I have always classified myself as a Democrat. I, for the most part, have had a more left-wing, liberal stance on social views and mostly been in support of the welfare system. However, since the turn of the new election season, I’ve developed a new understanding of what it means to be a Democrat. I slowly realized that I was fiscally conservative and socially liberal, and that I no longer fit in on either extreme, but rather am an independent. And because I stand on the middle ground, I was an undecided voter for a long period of time.
For most, voting Republican has a certain stigma to it. The Republican Party is often shown in an ultra-conservative light, which stands in sharp juxtaposition with our generation’s fairly liberal views. Conservative wishes for less funding for Planned Parenthood, the overturning of Roe v. Wade, and marriage to be a union between only man and woman seem almost archaic.
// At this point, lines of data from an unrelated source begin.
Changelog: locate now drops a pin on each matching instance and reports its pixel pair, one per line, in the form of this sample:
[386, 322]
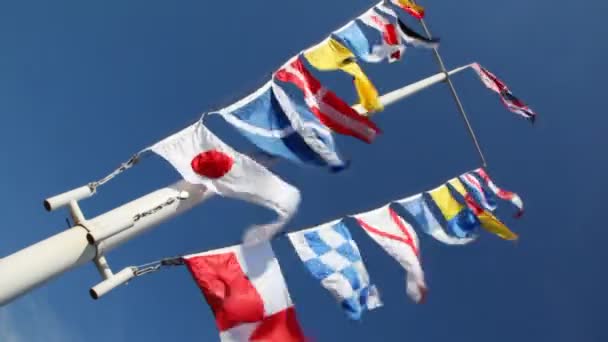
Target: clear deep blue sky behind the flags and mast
[84, 85]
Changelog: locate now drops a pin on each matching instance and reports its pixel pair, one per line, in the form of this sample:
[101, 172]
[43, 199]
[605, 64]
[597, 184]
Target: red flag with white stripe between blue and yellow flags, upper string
[332, 111]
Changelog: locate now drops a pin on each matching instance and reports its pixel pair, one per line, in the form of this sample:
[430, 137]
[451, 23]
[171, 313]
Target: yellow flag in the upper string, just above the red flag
[331, 55]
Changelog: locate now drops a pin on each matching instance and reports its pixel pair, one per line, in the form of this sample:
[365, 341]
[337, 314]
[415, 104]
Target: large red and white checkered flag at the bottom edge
[247, 293]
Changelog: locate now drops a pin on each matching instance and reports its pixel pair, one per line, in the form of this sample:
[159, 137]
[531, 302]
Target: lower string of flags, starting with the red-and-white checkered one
[249, 297]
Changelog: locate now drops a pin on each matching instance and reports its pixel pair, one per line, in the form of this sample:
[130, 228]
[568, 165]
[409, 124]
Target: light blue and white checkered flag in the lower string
[332, 256]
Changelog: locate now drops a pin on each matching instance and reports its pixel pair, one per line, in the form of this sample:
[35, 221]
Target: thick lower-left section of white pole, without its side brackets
[37, 264]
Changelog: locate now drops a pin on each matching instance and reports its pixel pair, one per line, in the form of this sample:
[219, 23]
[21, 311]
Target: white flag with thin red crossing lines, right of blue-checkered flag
[400, 241]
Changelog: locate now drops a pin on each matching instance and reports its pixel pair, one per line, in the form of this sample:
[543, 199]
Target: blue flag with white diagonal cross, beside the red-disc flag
[282, 128]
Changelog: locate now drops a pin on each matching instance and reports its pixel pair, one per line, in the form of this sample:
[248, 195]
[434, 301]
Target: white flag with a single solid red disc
[202, 158]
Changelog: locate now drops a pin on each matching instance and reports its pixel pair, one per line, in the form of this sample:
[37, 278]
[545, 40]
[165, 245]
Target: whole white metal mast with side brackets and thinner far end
[37, 264]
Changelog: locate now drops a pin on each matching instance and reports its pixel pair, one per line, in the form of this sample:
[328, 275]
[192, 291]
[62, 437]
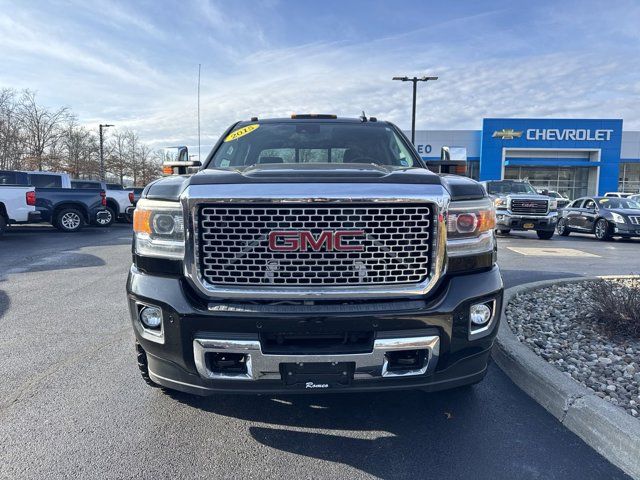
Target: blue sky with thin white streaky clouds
[135, 64]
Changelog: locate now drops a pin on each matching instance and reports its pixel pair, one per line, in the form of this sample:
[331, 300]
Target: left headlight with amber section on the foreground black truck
[158, 229]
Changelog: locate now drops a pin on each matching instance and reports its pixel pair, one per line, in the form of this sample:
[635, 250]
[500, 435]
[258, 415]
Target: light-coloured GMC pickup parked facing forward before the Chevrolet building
[520, 207]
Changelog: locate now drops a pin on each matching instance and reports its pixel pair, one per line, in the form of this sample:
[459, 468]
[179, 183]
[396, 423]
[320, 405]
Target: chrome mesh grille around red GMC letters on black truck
[233, 244]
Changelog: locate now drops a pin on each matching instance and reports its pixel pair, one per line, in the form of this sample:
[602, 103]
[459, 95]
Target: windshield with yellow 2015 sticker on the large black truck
[312, 142]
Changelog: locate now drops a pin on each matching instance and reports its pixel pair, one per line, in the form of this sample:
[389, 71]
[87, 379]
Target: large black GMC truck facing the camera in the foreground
[310, 254]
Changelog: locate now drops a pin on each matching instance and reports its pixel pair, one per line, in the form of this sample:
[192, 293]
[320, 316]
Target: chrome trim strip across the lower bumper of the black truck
[261, 366]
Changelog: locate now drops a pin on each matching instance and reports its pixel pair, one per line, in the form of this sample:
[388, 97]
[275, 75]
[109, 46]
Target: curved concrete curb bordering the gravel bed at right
[607, 429]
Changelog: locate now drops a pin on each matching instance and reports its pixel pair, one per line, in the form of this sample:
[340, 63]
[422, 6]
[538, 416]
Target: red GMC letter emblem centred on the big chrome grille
[304, 241]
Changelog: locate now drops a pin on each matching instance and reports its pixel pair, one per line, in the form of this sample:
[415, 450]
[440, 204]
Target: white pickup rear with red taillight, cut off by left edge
[17, 203]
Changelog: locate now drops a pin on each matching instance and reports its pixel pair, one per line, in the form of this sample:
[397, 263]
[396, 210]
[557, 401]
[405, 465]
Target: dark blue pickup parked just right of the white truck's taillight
[67, 209]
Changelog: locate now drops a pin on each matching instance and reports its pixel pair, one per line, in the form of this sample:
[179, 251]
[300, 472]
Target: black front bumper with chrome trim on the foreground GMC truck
[192, 329]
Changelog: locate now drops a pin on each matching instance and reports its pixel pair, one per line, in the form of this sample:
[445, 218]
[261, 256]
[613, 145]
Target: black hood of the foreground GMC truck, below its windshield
[170, 188]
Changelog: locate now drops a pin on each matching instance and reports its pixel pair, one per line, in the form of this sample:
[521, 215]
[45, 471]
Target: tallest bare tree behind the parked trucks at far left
[40, 126]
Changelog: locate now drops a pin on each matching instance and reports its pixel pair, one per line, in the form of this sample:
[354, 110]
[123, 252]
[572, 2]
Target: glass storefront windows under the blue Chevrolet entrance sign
[572, 182]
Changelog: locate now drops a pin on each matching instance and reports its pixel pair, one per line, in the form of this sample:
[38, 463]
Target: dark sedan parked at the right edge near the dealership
[605, 217]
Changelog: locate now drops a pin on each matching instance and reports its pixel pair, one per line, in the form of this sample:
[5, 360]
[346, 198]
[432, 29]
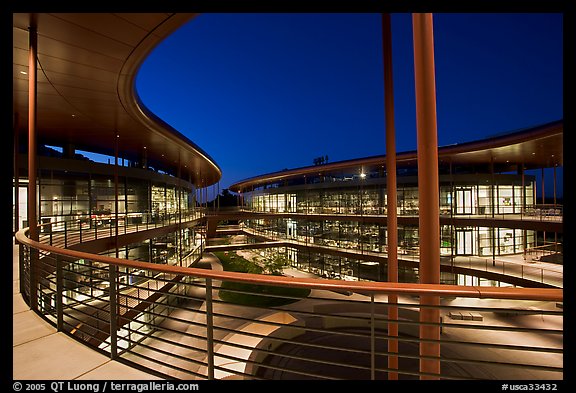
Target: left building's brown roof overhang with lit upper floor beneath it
[78, 98]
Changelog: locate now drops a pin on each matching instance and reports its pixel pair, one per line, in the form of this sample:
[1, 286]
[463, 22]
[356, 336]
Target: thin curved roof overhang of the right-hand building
[537, 147]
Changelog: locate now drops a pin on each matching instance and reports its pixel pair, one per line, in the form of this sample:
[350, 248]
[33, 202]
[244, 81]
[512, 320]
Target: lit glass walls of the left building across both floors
[72, 202]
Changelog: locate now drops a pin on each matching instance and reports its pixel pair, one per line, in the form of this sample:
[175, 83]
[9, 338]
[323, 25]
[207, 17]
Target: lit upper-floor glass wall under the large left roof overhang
[91, 201]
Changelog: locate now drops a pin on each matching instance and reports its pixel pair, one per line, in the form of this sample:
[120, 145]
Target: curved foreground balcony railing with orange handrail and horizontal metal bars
[203, 323]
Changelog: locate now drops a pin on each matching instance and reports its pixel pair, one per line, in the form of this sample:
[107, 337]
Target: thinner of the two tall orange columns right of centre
[391, 215]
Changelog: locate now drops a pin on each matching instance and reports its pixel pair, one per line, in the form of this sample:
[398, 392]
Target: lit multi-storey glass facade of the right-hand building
[357, 207]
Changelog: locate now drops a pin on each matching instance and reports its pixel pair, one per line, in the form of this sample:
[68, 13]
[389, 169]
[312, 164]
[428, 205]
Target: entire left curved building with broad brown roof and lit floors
[94, 170]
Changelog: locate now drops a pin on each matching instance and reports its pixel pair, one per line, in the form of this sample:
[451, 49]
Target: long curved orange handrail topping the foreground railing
[411, 289]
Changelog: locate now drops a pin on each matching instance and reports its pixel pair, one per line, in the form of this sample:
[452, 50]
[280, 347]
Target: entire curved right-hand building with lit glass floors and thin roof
[489, 207]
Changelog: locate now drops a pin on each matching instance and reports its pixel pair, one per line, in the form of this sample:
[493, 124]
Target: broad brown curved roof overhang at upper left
[86, 97]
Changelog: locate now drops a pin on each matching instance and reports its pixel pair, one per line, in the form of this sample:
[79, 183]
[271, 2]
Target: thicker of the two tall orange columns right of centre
[428, 191]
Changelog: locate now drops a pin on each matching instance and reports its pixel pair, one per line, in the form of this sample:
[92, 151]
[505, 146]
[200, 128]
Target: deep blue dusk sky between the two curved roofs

Former President Ronald Reagan, a Republican himself, once said, “Government’s first duty is to protect the people, not run their lives,” so why is it that the government has such a hard time doing this?
The Democratic Party has had no such luck with upholding this statement either. While this party is in favor of rights such as the aforementioned ones, they are not protecting the people. After all, it’s hard to say that the American population is protected when there is such a large-scale economic crisis and an unemployment rate of 7.8%. Because the Obama administration entered with a large deficit in their hands, defenders of this candidate often say that it took eight years to create the mess, so it must take eight years to clean it up. However, in the four years Obama has had to tackle the issue, he has not made any significant improvement to show that he will use the next four years to at least partially or mostly clear up the economic mess we are in.
Meanwhile, Governor Romney seems to so far have a good grip on the economic situation. Instead of increasing taxes on the rich and cutting taxes for the middle class, by cutting federal spending, a step that was necessary long ago, Romney can reduce some of the current deficit. Also, if taxes are cut for corporations, companies can create more jobs domestically rather than shipping them overseas. In addition, our country is not in need of a larger population on food stamps but rather, more jobs. The welfare system is highly ineffective in its present state, as it is high in cost and low in benefit. Furthermore, this system is often unfairly taken advantage of and encourages laziness, not personal responsibility.
While my social values and sense of fiscal responsibility seem to be butting heads this election, it is time to choose. For now, I am willing to forgo my morals and vote with the fiscal concerns in the forefront of my mind. A comforting thought is that like in the past, social policies will take a long time to change and in many cases, can be resolved on a state level.
Obama promised us change a long four years ago but has yet to deliver. Though his message has evolved, perhaps he should stand by his previous one. The change our country needs is Mitt Romney.